2. To highlight the extent in which diversion of bank loans to unprofitable ventures affect loan repayment.
3. To examine how distribution of loans affect banks performance if banks give proper attention.
1.4 RESEARCH QUESTIONS
Bank lending is said to be effective if it successfully achieves the banker‟s obligation of maximum liquidity to the depositors. The questions here are
1. To what extent does feasibility study affect loan repayment in the banking industry?
2. To what extent does diversion of bank loans to unprofitable venture affect loan repayment?
3. Does distribution of loans have effect on banks performance if given proper attention?
1.5 STATEMENT OF HYPOTHESES
A reputable credit management system enhances good control on lending and proper keeping of credit account.
HYPOTHESES 1
Ho. Inadequate feasibility study does not affect loan repayment in banking industry. Hi. Inadequate feasibility study affects loan repayment in banking industry.
HYPOTHESES 2
Ho. The diversion of bank loans to unprofitably ventures does not affect loan repayment. Hi. The diversion of bank loans to unprofitably ventures affects loan repayment.
HYPOTHESES 3
Ho. The problem of poor attention given to distribution of loans does not have effect on banks performance.
Hi. The problem of poor attention given to distribution of loans has effect on banks performance.
16. SCOPE OF THE STUDY
This study is aimed at analysing the credit management in the banking industry in Nigeria with a particular reference to First Bank of Nigeria plc. The study intends to analyse the credit facilities in banking industry. It also reviews the various concepts procedures for efficient and effective credit management. It examines the success and failure (if any) as well as recommending corrective measure.
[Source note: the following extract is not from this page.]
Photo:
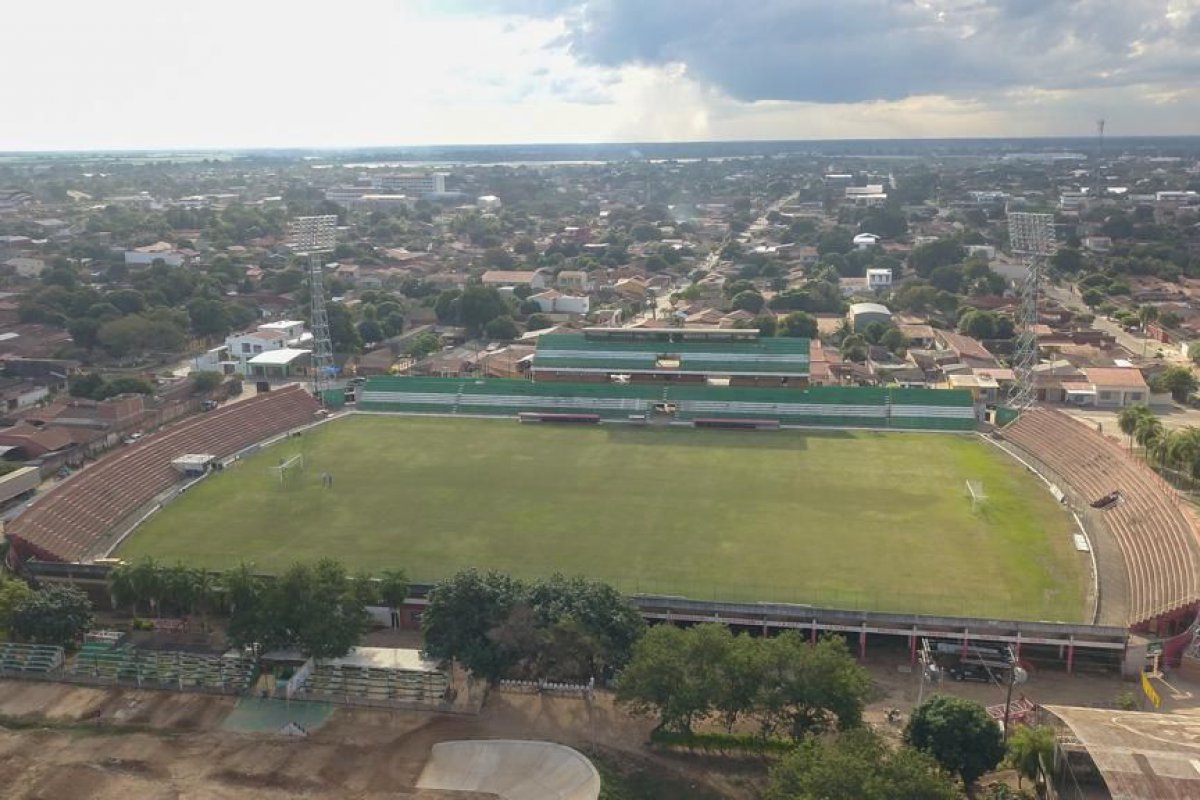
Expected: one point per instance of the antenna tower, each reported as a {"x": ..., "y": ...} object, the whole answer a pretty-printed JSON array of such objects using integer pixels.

1.7 SIGNIFICANCE OF THE STUDY
This study will be useful to the executive and managers in the banking industry and other financial institutions. This is because it provides guidance which will enhance effect and efficient credit management aimed at attaining and boosting maximum profitability and liquidity in their banks. The depositor (public) on the other hand will be more enlightened on the need to be honest and fulfil the responsibilities in credit transaction with the banks so that they can look up to improve service from the banks. Finally to the researcher, this is an eye opener because as a potential manager it will guide one in future on how to manage credit facilities.
1.8 DEFINATION OF TERMS
Below are the major terms used in the course of this research work.
1) BANKRUPTCY: A state where a person or firm is unable to meet their financial obligations.
2) MANAGEMENT: management is the study of decision-makers from the supervisor and line managers at lower levels to the Board of Directors.
3) LOANS AND ADVANCES: These are credit facilities granted by banks to their customers. They could be short, medium or long term depending on the length of period of repayment
4) OVERDRAFT: A credit facility (usually short term) granted by banks to current account holders and it carries interest charges on daily basis
5) BANK: Section 61 of BOFIA 1991 Act defines a banking business as business of receiving deposits on current account or other similar account paying or collecting cheques drawn by or paid in by customers.
6) CUSTOMER: A person is a customer if he or she has account with the bank.
7) FINANCIAL RATIO: These are ratios usually expressed in mathematical terms to test the financial obligations.
8) FINANACIAL STATEMENT: They are firm balance sheets, profit and loss account and classified statement which show the financial state of affairs of the firm.
9) GUARANTOR: A person or group of persons who stand for bank customers for credit facilities.
10) COLLATERAL/ SECURITIES: is an asset presented by a customer to his bank to secure a credit facility granted to him by the bank.